Date of Award

August 2013

Degree Type


Degree Name

Master of Science



First Advisor

Shangping Xu

Committee Members

Timothy Grundl, Weon Shik Han


Arsenate, Chromate, Zeolite


Sorption represents an important strategy in the remediation of groundwater contamination. As a naturally-occurring mineral with large cation exchange capacity, zeolite is negatively charged and has been widely used as an inexpensive and effective sorbent for the removal of positively charged contaminants. The negative charges of zeolite, however, make it generally ineffective in the sorption of anionic contaminants such as chromate and arsenate. In order to improve the capacity for sorption of anionic species, the surface charge of the zeolite must be modified. Cationic surfactants can be used to alter the surface charge of the minerals so that the negatively charged heavy metals can be removed.

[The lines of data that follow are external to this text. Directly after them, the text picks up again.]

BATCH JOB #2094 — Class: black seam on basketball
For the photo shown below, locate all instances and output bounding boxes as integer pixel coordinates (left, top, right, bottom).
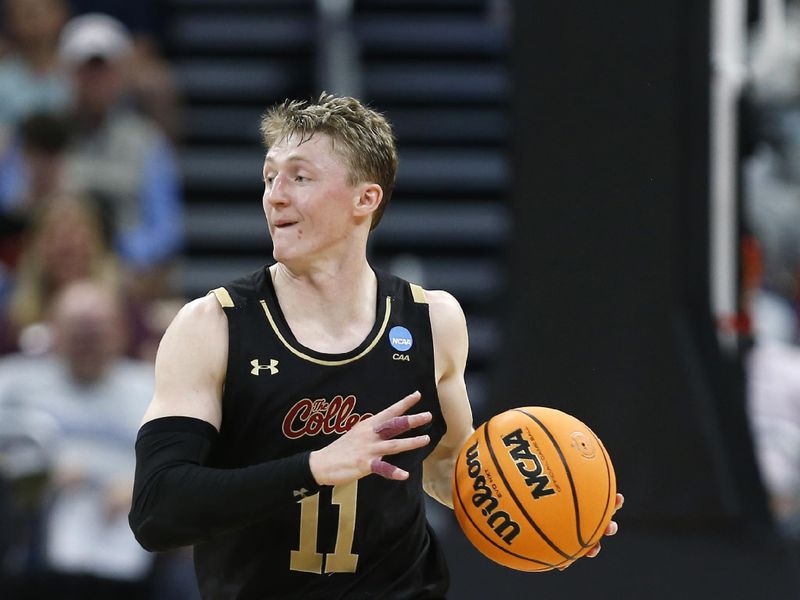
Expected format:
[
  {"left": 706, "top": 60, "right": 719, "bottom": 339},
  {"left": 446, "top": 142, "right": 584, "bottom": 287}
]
[
  {"left": 514, "top": 408, "right": 590, "bottom": 548},
  {"left": 483, "top": 419, "right": 575, "bottom": 560},
  {"left": 453, "top": 450, "right": 563, "bottom": 568}
]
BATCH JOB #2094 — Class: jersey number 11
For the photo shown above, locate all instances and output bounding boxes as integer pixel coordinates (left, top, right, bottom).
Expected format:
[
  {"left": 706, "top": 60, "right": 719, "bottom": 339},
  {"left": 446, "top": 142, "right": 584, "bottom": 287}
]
[{"left": 289, "top": 481, "right": 358, "bottom": 574}]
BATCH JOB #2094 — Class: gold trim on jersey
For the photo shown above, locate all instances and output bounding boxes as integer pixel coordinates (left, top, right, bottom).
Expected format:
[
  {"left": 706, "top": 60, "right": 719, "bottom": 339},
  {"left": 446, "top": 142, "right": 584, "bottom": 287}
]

The adsorption equilibrium and kinetics data for adsorption of As(V) and Cr(VI) from an aqueous solution onto a green solvent modified zeolite (GSMZ) were determined through batch experiments. A natural zeolite from St. Cloud New Mexico was modified by the surfactant HDmim, from the imidazolium group of chemicals, which are considered as "green solvents". The effects of ionic strength and solution pH on the sorption capacity of As(V) and Cr(VI) on GSMZ were evaluated. Our results indicate that pH has little effect on the removal of both As(V) and Cr(VI) on GSMZ. Zeta potential tests show that for the pH range tested (4-9) the surface charge of the modified zeolite is consistently positive. The removal of arsenate and chromate by GSMZ does not appear to be dependent on speciation at different pH. Meanwhile, competition by chloride ions at different ionic strength was found to have an impact on sorption capacity. The Langmuir competition model was applied to experimental adsorption data to determine the extent of competition between the heavy metal ions and chloride anions. Compared to previously modified zeolites, GSMZ performed well, with a sorption maximum for chromate of about 26 mM/kg and a sorption maximum for arsenate of about 12 mM/kg.